I once came across philosopher Nicholas Rescher’s statement of why he is a Catholic, “In matters of religion: a personal statement” (2007). I figured he must be a pretty liberal Catholic since I had read many of his philosophical writings and didn’t see anything Catholic (in the denominational sense) about them. What surprised me was that his description of why he is Catholic could just as well describe why I am Buddhist (insofar as I am). He wrote:
“In the final analysis, then, I have become and continue to remain a committed Catholic because this represents a position which, as I see it, is intellectually sensible, evaluatively appropriate, and personally congenial. Accordingly, the answer to the question of why I am a Catholic is perhaps simply this: ‘Because that is where I feel at home.’ It is a matter of communion—of being in communion with people whose ideas, allegiances, and values are in substantial measure congenial to one’s own. In any case, it was not dogmas and doctrines that drew me to Catholicism but an inner impetus of a sort that it is difficult to describe. It was not a need for relief from a sense of sin, nor a need for relief from the intimations of mortality. Rather, it was a need for relief from a sense of isolation—the desire to feel oneself part of a wider community of spirits—living and dead—who are in some degree kindred, who shared with oneself a sense of values and priorities…”

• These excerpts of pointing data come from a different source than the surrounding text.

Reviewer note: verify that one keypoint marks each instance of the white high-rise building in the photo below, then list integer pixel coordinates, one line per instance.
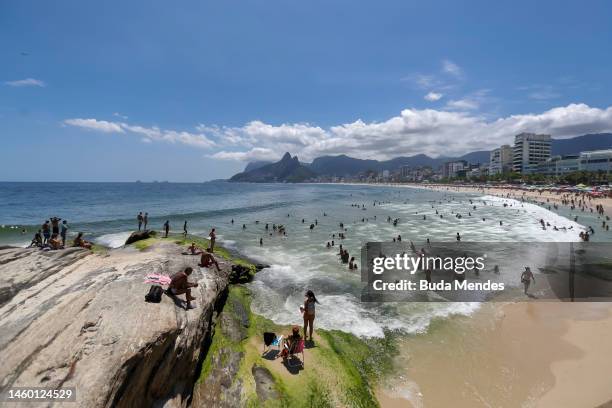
(501, 160)
(529, 150)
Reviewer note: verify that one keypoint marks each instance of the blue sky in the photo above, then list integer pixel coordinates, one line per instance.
(190, 91)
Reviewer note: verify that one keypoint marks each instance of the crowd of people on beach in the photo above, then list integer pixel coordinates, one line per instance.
(52, 235)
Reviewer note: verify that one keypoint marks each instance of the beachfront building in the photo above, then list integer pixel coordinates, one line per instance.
(452, 169)
(593, 161)
(530, 149)
(557, 166)
(596, 160)
(500, 160)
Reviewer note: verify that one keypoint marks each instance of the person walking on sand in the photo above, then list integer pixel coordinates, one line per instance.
(180, 284)
(527, 277)
(63, 232)
(46, 231)
(308, 311)
(213, 238)
(167, 228)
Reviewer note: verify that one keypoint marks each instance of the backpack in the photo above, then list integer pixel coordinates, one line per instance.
(154, 295)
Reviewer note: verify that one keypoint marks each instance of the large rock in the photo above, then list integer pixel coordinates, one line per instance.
(73, 319)
(139, 236)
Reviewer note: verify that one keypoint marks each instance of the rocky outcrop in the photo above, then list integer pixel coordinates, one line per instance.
(74, 319)
(139, 236)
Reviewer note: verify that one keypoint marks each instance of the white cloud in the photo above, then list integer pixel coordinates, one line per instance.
(26, 82)
(463, 104)
(413, 131)
(255, 154)
(433, 96)
(451, 68)
(94, 124)
(148, 134)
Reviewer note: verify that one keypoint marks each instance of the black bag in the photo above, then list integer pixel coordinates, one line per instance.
(154, 295)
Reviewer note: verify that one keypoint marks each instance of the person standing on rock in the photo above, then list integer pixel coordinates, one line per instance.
(213, 238)
(46, 231)
(308, 311)
(207, 260)
(55, 225)
(180, 284)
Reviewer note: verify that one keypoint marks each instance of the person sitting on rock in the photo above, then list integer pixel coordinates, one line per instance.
(55, 242)
(290, 342)
(180, 284)
(80, 242)
(193, 250)
(37, 240)
(208, 260)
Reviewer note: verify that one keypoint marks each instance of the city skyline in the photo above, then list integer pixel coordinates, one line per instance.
(192, 93)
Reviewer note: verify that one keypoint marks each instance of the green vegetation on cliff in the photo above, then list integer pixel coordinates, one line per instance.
(340, 369)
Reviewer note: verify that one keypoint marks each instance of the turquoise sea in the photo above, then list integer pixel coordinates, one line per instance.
(299, 260)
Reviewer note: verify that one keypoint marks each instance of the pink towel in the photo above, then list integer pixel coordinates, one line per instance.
(159, 279)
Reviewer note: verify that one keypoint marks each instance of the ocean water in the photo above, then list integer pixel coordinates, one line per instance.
(106, 213)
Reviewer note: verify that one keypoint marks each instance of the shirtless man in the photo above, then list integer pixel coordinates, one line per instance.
(213, 238)
(193, 250)
(208, 260)
(180, 284)
(527, 277)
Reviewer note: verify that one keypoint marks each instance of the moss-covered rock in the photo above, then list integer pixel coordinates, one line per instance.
(339, 369)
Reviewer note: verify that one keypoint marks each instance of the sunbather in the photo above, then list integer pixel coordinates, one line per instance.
(180, 284)
(37, 240)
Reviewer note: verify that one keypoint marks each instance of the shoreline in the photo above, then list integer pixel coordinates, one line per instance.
(502, 192)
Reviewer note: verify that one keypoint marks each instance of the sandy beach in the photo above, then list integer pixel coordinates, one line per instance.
(517, 354)
(540, 197)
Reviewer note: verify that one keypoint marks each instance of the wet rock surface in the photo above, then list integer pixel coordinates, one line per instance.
(70, 318)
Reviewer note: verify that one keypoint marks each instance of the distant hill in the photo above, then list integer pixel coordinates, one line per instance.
(288, 169)
(343, 165)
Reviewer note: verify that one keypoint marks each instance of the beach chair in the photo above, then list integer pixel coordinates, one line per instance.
(271, 340)
(299, 348)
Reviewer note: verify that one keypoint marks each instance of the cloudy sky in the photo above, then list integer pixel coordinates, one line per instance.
(191, 91)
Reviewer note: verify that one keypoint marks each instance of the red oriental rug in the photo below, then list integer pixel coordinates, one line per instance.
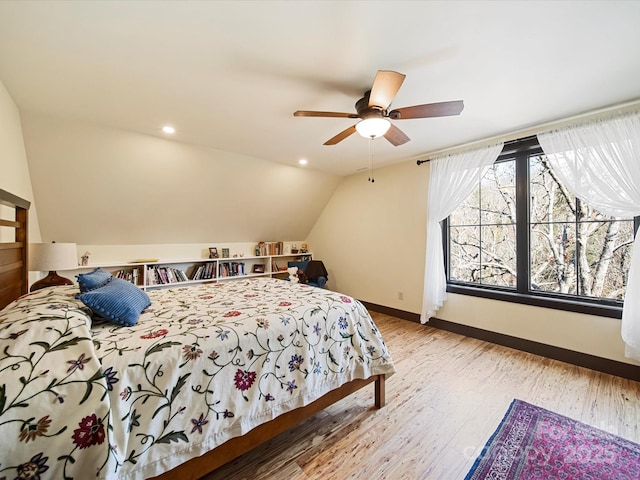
(534, 443)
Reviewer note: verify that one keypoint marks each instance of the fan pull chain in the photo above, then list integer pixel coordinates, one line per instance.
(371, 179)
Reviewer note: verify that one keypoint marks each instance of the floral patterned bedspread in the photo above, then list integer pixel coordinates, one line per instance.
(83, 398)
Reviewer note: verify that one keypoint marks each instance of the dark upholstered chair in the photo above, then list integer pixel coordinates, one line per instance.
(317, 275)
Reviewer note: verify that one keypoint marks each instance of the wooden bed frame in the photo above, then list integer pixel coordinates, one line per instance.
(14, 283)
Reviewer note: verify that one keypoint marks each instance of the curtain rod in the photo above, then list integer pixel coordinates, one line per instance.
(531, 131)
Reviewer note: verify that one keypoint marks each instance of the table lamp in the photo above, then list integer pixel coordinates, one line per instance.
(49, 257)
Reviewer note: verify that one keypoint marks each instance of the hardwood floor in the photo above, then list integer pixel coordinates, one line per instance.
(448, 396)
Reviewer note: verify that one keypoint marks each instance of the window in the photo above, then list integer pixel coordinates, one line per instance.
(521, 236)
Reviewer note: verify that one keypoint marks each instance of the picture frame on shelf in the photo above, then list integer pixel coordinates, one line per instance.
(258, 268)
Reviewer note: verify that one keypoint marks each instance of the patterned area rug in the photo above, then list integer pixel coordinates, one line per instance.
(534, 443)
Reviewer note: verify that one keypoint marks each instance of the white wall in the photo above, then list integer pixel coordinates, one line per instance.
(372, 240)
(99, 185)
(14, 170)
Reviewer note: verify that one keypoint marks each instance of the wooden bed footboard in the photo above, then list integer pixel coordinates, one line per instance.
(233, 448)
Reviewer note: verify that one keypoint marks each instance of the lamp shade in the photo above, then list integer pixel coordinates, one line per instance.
(46, 257)
(373, 127)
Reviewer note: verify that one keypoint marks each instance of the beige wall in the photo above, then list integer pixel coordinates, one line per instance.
(372, 240)
(14, 170)
(98, 185)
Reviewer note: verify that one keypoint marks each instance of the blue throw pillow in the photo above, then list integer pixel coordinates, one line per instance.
(94, 279)
(117, 300)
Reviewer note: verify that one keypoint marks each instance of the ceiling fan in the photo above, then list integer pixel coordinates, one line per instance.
(374, 114)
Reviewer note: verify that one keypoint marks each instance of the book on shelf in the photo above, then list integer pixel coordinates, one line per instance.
(269, 248)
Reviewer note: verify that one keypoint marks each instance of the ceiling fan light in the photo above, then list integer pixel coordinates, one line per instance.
(373, 127)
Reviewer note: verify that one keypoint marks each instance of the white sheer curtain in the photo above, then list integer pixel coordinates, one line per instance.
(451, 181)
(599, 162)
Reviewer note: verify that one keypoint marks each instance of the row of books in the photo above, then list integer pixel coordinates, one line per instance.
(269, 248)
(231, 269)
(205, 271)
(164, 275)
(132, 276)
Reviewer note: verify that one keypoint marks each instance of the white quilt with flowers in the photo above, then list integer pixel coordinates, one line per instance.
(83, 398)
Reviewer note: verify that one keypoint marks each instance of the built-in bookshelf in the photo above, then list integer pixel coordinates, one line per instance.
(157, 273)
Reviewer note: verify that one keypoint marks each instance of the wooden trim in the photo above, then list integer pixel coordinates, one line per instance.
(605, 365)
(11, 200)
(10, 266)
(9, 223)
(233, 448)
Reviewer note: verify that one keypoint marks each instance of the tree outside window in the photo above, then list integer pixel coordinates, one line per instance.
(521, 232)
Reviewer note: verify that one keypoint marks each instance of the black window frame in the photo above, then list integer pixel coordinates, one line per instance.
(521, 150)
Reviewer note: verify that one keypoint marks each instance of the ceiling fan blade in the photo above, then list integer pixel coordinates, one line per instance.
(308, 113)
(396, 136)
(341, 136)
(385, 87)
(428, 110)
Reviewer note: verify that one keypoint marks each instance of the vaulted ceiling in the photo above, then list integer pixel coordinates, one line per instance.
(229, 75)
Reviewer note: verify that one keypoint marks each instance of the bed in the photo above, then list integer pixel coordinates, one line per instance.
(207, 372)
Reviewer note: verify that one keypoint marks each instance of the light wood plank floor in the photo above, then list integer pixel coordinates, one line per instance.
(448, 395)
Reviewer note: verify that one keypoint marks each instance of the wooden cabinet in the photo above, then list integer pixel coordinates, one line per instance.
(154, 273)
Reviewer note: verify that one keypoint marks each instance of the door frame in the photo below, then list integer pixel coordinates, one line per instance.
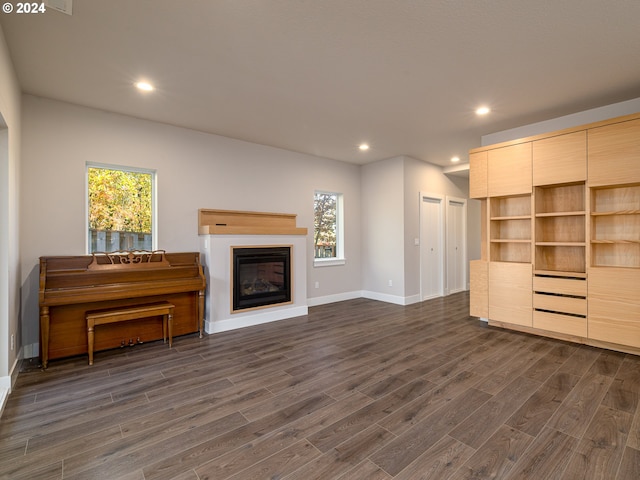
(463, 245)
(443, 278)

Finally, I wanted to respond to your penultimate sentences. You wrote: “I don’t find a pure cosmopolitanism helpful even in theory; one has to recognize some traditions are closer to the truth than others. But where one must really move beyond cosmopolitanism is in practice – in order to have faith.” Here I think you likely went too far when you said one “must” move beyond cosmopolitanism. I would say that you and I have good reasons for being Buddhist (insofar as we are) and that Rescher has good reasons for being Catholic, but that is as far as we can go. We can’t insist that others “must” join us in traditions like these to experience faith, devotion, and similar goods. Cosmopolitanism apparently provides such goods for Evan Thompson (I don’t know; I’ve read his response to you but not his book) and for others (for example, Kwame Anthony Appiah). Likewise cosmopolitans can’t insist that others “must” join them and give up a tradition. At the same time, aficionados of traditions and of cosmopolitanism can’t claim that they have purified one of the other because both live in a world that is affected by the ideas of the other. Even if one were to think, as I do, that the world is too complex to fit neatly into “traditions”—which is a somewhat cosmopolitan idea—still, the way many people believe that the world does neatly fit into “traditions”, and act as if that belief is true, affects the real world even though I disagree with them. I wonder if this is somewhat analogous to way racial categories affect the real world despite the truth that the real world doesn’t fit neatly into racial categories, as recounted in articles such as “Race as biology is fiction, racism as a social problem is real: anthropological and historical perspectives on the social construction of race” (Smedley & Smedley, 2005)?